Angola : départ en exil nocturne de la famille Bongo, les Gabonais veulent comprendre !

Alors que la présidence angolaise a officiellement confirmé, le vendredi 16 mai 2025, l’arrivée sur son sol de l’ancien président gabonais Ali Bongo Ondimba et de plusieurs membres de sa famille, dont Sylvia Bongo et Noureddin Bongo Valentin, une onde de stupeur et d’incompréhension a traversé l’opinion publique nationale. Ce départ, qualifié de libération diplomatique, soulève des interrogations profondes dans un pays encore marqué par les séquelles de 14 années d’un régime que beaucoup ont assimilé à un système de prédation.

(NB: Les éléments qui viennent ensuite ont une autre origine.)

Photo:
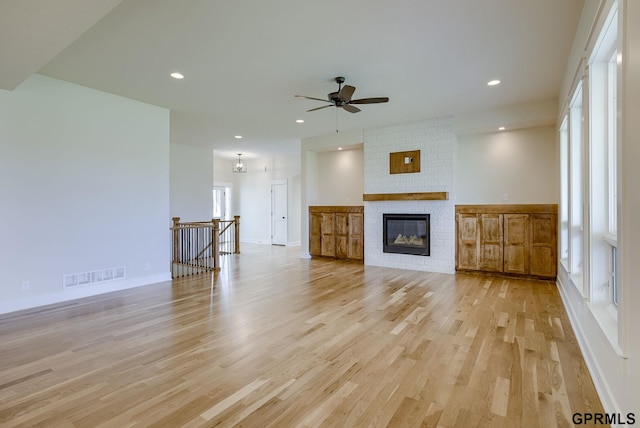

Dans les rues de Libreville, de Port-Gentil, de Lambaréné et jusqu’à Makokou, les mêmes questions reviennent : Pourquoi sont-ils partis sans avoir été jugés ? Pourquoi le président de la République, élu avec 94,85 % des voix, ne s’est-il pas exprimé clairement sur cette affaire ? Pour beaucoup, la colère se mêle à un sentiment de trahison. « On nous a expliqué que le coup d’État était une opération de salut national pour mettre fin à un régime corrompu et destructeur. Mais si c’était vrai, pourquoi les symboles de ce régime partent-ils comme des VIP, sans procès, sans vérité, sans réparation ? », s’indigne Frédéric N., enseignante.
Une commerçante du marché de Nzeng Ayong, elle, ne décolère pas : « On nous a vendus du rêve. On a marché pour le général. On a voté pour lui. Et maintenant, ceux qui ont ruiné nos vies, volé notre argent, et opprimé nos enfants partent à l’étranger avec tapis rouge ? »
Le mandat de la rupture… ou celui du pardon ?
L’un des points de friction majeurs réside dans l’interprétation du vote massif en faveur de Brice Clotaire Oligui Nguema, le 12 avril dernier. Les Gabonais lui ont-ils donné mandat pour panser les plaies de la Transition, ou pour solder les comptes du passé ? Beaucoup estiment que le contrat moral issu du coup de force du 30 août 2023 repose sur un principe fondamental : justice et réparation.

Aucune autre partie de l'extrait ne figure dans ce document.